Gregor S. D. Reid and Alix E. Seif contributed equally.
ABSTRACT
Background
Single antigen (Ag)-targeted immunotherapies for acute lymphoblastic leukemia (ALL) are highly effective; however, up to 50% of patients relapse after these treatments. Most of these relapses lack target Ag expression, suggesting targeting multiple Ags would be advantageous.
Materials & Methods
The multi-Ag immune responses to ALL induced by transducing cell lines with xenoAgs green fluorescent protein and firefly luciferase was elucidated using flow cytometry, ELISA, and ELISpot assays.
Results
In our model, leukemia responsiveness correlates with in vivo CD4+ T cell activation and DC maturation, supporting a role for DC licensing. In contrast, tolerance is characterized by in vivo increased expression of negative immune checkpoints (IC) which may suppress rather than license DC. In vitro assays confirm the ability of CD4+ T cells from leukemia-responsive mice to promote robust maturation of naïve bone marrow DC in the presence of non-immunogenic leukemia antigens.
Conclusion
Together these findings support a CD4+ T cell-mediated mechanism of DC licensing to promote multi-Ag immune responses that may augment current targeted immunotherapies and avoid relapses in treated children with ALL.
1 Introduction
Single antigen (Ag)-targeted immunotherapies for acute lymphoblastic leukemia (ALL) can overcome some of the natural barriers to generating anti-ALL immunity, but up to 50% of patients relapse within a year of treatment [1, 2]. Most relapses after these treatments are target Ag-negative, highlighting the need to identify ways to induce broader immune responses that target additional leukemia Ags.

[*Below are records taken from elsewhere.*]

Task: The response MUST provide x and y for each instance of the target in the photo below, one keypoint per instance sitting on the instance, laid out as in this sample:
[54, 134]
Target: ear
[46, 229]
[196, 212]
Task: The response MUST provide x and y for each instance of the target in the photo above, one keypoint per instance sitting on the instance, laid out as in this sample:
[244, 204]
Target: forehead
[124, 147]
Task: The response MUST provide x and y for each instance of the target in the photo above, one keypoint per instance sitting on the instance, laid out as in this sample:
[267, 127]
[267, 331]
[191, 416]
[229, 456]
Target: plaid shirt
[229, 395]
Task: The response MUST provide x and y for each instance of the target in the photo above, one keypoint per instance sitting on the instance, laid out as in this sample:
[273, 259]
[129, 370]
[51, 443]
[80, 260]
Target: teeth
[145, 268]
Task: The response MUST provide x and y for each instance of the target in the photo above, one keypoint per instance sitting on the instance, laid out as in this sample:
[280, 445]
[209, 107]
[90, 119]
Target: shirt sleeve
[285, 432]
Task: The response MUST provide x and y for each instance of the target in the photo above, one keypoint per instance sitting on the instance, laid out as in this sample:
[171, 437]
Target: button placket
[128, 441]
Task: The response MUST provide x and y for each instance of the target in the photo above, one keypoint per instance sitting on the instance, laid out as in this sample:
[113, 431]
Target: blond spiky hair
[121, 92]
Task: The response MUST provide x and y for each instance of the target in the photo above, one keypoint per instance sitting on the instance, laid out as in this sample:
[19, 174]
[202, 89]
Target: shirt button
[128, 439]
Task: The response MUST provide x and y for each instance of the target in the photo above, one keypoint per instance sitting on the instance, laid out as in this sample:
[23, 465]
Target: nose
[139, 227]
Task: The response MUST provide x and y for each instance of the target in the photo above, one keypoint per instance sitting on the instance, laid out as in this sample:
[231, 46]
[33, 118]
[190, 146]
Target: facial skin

However, most children who develop ALL have abnormal cells bearing leukemia-initiating mutations at birth, [3-5] thus immunologic tolerance to early-occuring leukemia Ags is likely to be a hurdle to generating broad/multi-antigen anti-ALL immunity in children. Using the Eμ-ret mouse model of ALL, which generates pre-leukemic B cell precursors in utero, [6, 7] we previously demonstrated the impact of early-life leukemia-associated antigen expression on the generation of durable immune protection from ALL. [8] In wild type (wt) BALB/c mice, we observed apparent epitope spreading, with recognition of non-immunogenic ALL Ags contributing to durable protection. In contrast, while Eμ-ret transgenic BALB/c mice mounted a primary response to GFP/luc-ALL similar to wt BALB/c, they succumbed to leukemia progression over subsequent weeks. These results revealed that Eμ-ret transgenic mice, in which early leukemia-driver genes are expressed in utero, were unable to achieve effective epitope spreading.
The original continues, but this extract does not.